Le système éducatif québécois, plus en retard que notre système dans les années 60, a su se réformer et mettre au premier plan la réussite de tous, à partir d’un rapport qui a participé de la « révolution tranquille ». Notre système, lui, n’a pas su concrétiser les vélléités de changement contenues par exemple dans les conclusions du colloque d’Amiens de 1968. Et à l’arrivée, un système qui marche mieux et est moins inégalitaire.

"Il ne faudrait pas que la publication de ce livre dans une édition universitaire, avec une mise en pages un peu austère, éloigne de la lecture tous ceux qui s’intéressent à l’école, à ce qui peut la transformer dans le sens de la réussite du plus grand nombre. En effet, l’ouvrage de Denis Meuret est passionnant, écrit de manière souvent agréable et vivante, avec le recours assumé à la subjectivité et l’expression de convictions fortes qui n’empêchent pas la rigueur et la qualité des informations qui sont sont données sur le sujet qu’aborde l’auteur, chercheur à l’IREDU et grand connaisseur des systèmes éducatifs nord-américains .

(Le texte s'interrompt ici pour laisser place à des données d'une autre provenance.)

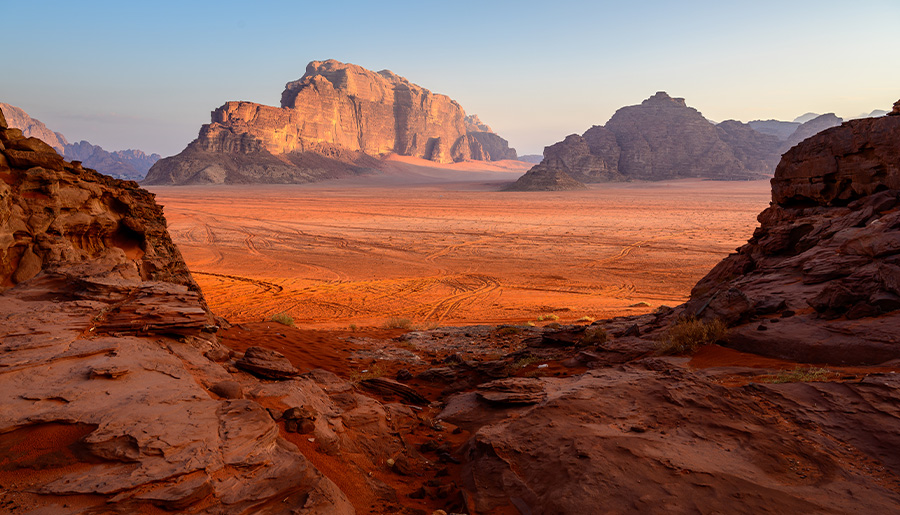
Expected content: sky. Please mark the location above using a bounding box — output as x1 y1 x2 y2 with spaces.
0 0 900 156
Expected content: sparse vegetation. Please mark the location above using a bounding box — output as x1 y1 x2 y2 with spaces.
578 327 609 346
509 356 540 374
272 312 297 327
657 317 728 355
350 363 385 385
381 317 412 329
762 367 838 383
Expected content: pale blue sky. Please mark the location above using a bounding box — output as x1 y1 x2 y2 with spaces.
0 0 900 155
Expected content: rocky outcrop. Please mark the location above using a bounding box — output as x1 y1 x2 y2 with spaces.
0 102 69 154
0 102 161 181
606 92 764 180
779 113 843 154
0 107 384 513
510 91 778 190
686 105 900 364
64 140 162 181
747 120 800 141
504 165 587 191
146 60 515 184
440 359 900 514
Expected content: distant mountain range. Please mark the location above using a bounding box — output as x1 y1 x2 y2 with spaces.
0 102 161 181
508 91 887 191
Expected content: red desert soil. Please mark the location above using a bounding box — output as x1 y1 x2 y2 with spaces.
152 165 770 328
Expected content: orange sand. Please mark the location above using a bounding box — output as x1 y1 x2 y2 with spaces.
153 175 769 328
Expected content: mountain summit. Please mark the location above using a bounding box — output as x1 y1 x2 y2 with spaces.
146 60 516 184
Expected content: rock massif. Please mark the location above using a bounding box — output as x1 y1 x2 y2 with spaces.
509 91 856 190
0 102 161 181
0 107 414 514
146 60 516 184
513 91 778 189
687 109 900 364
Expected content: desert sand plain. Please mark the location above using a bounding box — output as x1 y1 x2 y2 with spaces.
152 158 769 328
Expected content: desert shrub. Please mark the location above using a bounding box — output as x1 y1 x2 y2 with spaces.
350 364 385 385
381 317 412 329
508 356 540 374
578 327 609 345
272 312 297 327
657 317 728 354
762 367 837 383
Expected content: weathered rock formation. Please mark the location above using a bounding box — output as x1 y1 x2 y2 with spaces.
779 113 843 154
146 60 515 184
0 102 160 181
747 120 800 141
65 140 162 181
0 107 412 514
440 360 900 514
506 91 778 190
686 106 900 364
0 102 69 154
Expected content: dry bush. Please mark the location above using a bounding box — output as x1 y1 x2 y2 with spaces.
657 317 728 355
762 367 838 383
381 317 412 329
272 312 297 327
578 327 609 346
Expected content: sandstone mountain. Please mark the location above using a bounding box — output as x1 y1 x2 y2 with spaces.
510 91 779 191
0 102 161 181
0 107 428 514
779 113 843 154
146 60 516 184
747 120 801 141
687 103 900 364
0 102 69 154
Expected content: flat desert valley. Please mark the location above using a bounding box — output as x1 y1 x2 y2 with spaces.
152 170 770 328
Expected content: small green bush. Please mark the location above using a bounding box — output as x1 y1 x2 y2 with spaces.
578 327 609 346
381 317 412 329
657 317 728 355
762 367 837 383
272 312 297 327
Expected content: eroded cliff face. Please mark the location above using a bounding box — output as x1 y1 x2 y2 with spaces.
0 107 414 514
686 104 900 364
146 60 515 184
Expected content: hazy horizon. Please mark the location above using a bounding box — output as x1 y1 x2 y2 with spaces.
0 1 900 156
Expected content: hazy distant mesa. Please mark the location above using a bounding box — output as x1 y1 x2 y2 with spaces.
0 102 161 181
508 91 856 191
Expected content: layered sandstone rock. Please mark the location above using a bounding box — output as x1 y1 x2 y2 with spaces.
686 106 900 364
146 60 515 184
440 362 900 514
779 113 843 154
0 107 384 513
510 91 779 190
0 102 69 154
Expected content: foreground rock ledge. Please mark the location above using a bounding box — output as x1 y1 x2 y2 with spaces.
686 111 900 364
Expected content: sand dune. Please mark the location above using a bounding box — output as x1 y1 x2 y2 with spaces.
153 177 769 327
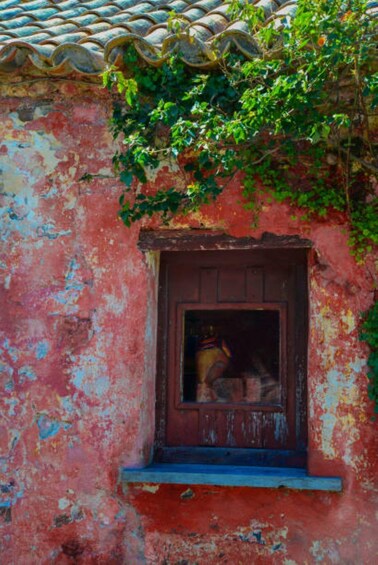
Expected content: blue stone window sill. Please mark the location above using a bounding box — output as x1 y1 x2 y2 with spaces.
121 463 342 492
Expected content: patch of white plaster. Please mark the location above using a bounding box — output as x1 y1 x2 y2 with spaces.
58 498 71 510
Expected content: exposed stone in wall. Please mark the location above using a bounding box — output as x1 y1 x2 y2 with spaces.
0 81 378 565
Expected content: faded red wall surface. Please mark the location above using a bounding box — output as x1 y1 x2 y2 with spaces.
0 80 378 565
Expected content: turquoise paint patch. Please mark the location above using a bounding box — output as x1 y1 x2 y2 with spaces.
35 341 50 359
18 365 37 382
72 367 85 389
37 414 60 439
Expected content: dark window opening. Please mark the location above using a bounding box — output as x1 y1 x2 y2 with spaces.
154 249 308 467
182 307 281 404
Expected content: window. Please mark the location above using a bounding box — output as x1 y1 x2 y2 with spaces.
155 249 308 467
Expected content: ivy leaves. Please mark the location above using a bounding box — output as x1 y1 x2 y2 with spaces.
104 0 378 258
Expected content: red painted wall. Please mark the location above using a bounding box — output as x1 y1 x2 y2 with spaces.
0 80 378 565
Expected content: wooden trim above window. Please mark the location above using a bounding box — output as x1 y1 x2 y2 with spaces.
138 229 312 251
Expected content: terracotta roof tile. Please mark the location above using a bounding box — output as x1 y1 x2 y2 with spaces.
0 0 378 75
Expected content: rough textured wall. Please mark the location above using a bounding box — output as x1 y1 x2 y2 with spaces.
0 80 378 565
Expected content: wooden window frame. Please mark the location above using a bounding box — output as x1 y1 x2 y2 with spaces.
140 232 311 468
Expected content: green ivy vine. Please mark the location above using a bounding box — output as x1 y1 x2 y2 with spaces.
99 0 378 414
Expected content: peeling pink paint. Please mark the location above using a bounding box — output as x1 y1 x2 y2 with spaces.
0 82 378 565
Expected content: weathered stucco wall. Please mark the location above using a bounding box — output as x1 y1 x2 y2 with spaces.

Denis Meuret part de la magnifique représentation du bon et du mauvais gouvernement par le peintre Lorenzetti pour se demander quel peut être l’équivalent en matière de « gouvernance de l’école » (c’est quasiment le titre de son précédent livre). Et pour cela, il compare le système français au système québecois et la manière dont chacun d’eux a évolué et évolue.

- Années 60 : des propositions de réformes profondes dans les deux pays

Durant les années 60, deux événements ont eu lieu qui débouchaient sur des propositions de profondes réformes de l’enseignement dans les deux pays (considérons ainsi la province canadienne qui dispose d’une large autonomie) : d’une part, le rapport Parent (1963-1966) qui, dans la ligne de la « révolution tranquille » qui secouait une société traditionnelle marquée par un catholicisme conservateur, indiquait la voie d’une transformation radicale du système éducatif, un vrai changement de paradigme dans le sens de l’ouverture, d’une plus grande centration sur les élèves, d’un développement de la créativité, de la réussite de tous, d’autre part le Colloque d’Amiens, à la veille de mai 68, qui allait dans le même sens, mais de façon très imparfaite et ambiguë .
Denis Meuret essaie d’évaluer malgré la fragilité des données disponibles, où on était chaque système dans les années 60 , en s’appuyant au passage de manière savoureuse sur des souvenirs scolaires personnels (nostalgiques du passé s’abstenir !). D’après ces données, on peut dire qu’en réalité, le Québec était en retard sur la France en matière d’apprentissages et de démocratisation. "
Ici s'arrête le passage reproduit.